И, обращаясь ко мне:

– Говорит, что в печке ничего не было. А заглянул он туда знаешь зачем? В доме было очень тепло, понимаешь?

– Нет пока…

– Август. Ночью прохладно, но не настолько, чтобы топить печку. Но в доме было душно, понимаешь! Жарко.

– Так в каждой комнате стоит по масляному обогревателю! Разве вы не видели?

– А я про что!

– Значит, хозяйка решила включить обогреватели, чтобы Эмма не замерзла, – высказал я свое предположение. И развил свою мысль: – Возможно, она простыла, приболела, у нее поднялась температура, вот поэтому-то и не поехала встречать Нору. И не позвонила ей, может, уснула…

– Но вскрытие показало, что она была совершенно здорова.

– Хорошо… А может, Нора прилетела другим рейсом, о чем успела предупредить Эмму?

– Мы проверяли. Она прилетела в три часа дня, вернее, в половине третьего, полчаса у нее ушло на то, чтобы получить багаж. И потом она долго ждала Эмму, постоянно звонила ей… Есть показания свидетелей, которые подтвердили, что видели ее в аэропорту. Я даже запомнил фамилию этой свидетельницы – Шапошникова Лариса. У нее были куплены билеты в Рим, она собиралась лететь туда с маленькой дочкой. Мы проверили, она действительно улетела в Рим… Это я к тому, что мы все проверяли тщательнейшим образом! Эта Шапошникова разговорилась с Норой, рассказала, как поссорилась с мужем, что он изменил ей… Нора тоже рассказала, что у нее сложности с ее другом, что она прилетела в Москву немного развеяться, заодно навестить одну гадалку в деревне… Нора, кстати говоря, расплескала кофе, который купила в автомате, на джинсы Шапошниковой и потом долго извинялась.

– Значит, алиби стопроцентное. Постой, так что же случилось с Эммой? Почему она не поехала встречать Нору?

– Да потому… – медленно, растягивая слова, произнес Азаров, – что она уже была мертва. Но это лишь мое предположение.

– Как это? Разве их убили не ночью?

– Невозможно точно определить время смерти. Особенно если преступник умный и включает обогревательные приборы по всему дому, чтобы трупы подольше оставались теплыми.

Я выбежал из дома. Меня вырвало.

Возле дома был кран с водой, где я привел себя в порядок. Достал платок и промокнул лицо.

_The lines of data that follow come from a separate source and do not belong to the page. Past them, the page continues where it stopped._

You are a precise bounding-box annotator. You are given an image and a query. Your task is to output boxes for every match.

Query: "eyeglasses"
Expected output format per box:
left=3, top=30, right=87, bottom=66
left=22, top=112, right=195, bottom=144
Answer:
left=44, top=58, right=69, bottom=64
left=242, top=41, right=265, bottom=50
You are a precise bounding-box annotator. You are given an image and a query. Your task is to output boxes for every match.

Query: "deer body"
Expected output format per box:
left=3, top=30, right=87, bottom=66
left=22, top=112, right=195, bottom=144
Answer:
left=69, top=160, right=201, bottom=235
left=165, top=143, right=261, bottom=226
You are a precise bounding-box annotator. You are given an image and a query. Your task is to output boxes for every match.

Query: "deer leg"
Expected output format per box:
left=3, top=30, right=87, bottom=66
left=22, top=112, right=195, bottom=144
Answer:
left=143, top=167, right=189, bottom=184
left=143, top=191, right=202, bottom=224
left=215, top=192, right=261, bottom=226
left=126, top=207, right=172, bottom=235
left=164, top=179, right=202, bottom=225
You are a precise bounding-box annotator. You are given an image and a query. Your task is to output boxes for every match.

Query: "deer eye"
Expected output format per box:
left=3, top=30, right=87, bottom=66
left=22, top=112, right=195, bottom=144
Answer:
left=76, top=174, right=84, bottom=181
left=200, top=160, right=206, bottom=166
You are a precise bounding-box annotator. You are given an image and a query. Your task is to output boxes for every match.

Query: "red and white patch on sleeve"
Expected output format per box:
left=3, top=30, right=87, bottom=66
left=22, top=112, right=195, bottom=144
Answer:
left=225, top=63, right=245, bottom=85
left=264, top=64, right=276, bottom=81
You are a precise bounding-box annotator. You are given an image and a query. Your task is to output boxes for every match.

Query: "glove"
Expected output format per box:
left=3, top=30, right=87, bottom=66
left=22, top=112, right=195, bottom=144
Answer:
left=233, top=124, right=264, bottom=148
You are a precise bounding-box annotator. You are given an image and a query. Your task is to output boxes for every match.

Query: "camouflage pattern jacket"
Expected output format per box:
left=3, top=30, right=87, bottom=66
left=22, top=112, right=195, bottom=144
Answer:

Азаров вышел из дома, протянул мне фляжку:

– Виски. Выпьешь?

Я сделал несколько глотков. Потом принес из машины большой букет роз и положил на скамейку, у стены дома. Там уже лежали полевые цветы, несколько букетиков из васильков, ромашек, принесенные сюда, вероятно, жителями деревни.

– А Зосю похоронили?

– Да, сегодня, – задумчиво проговорил Азаров. – Я уже был здесь, узнал много интересного… Оказывается, Зося была беременна от жителя села Луговское. У них была любовь, которую они скрывали от людей. Но собирались пожениться, по словам его сестры… Ты не представляешь, как больно было видеть этого Алексея… Сердце разрывалось. И это у меня, у мужика… Алексей потерял Зосю, ты – Эмму… Словом, грустно все это, Борис! Поехали?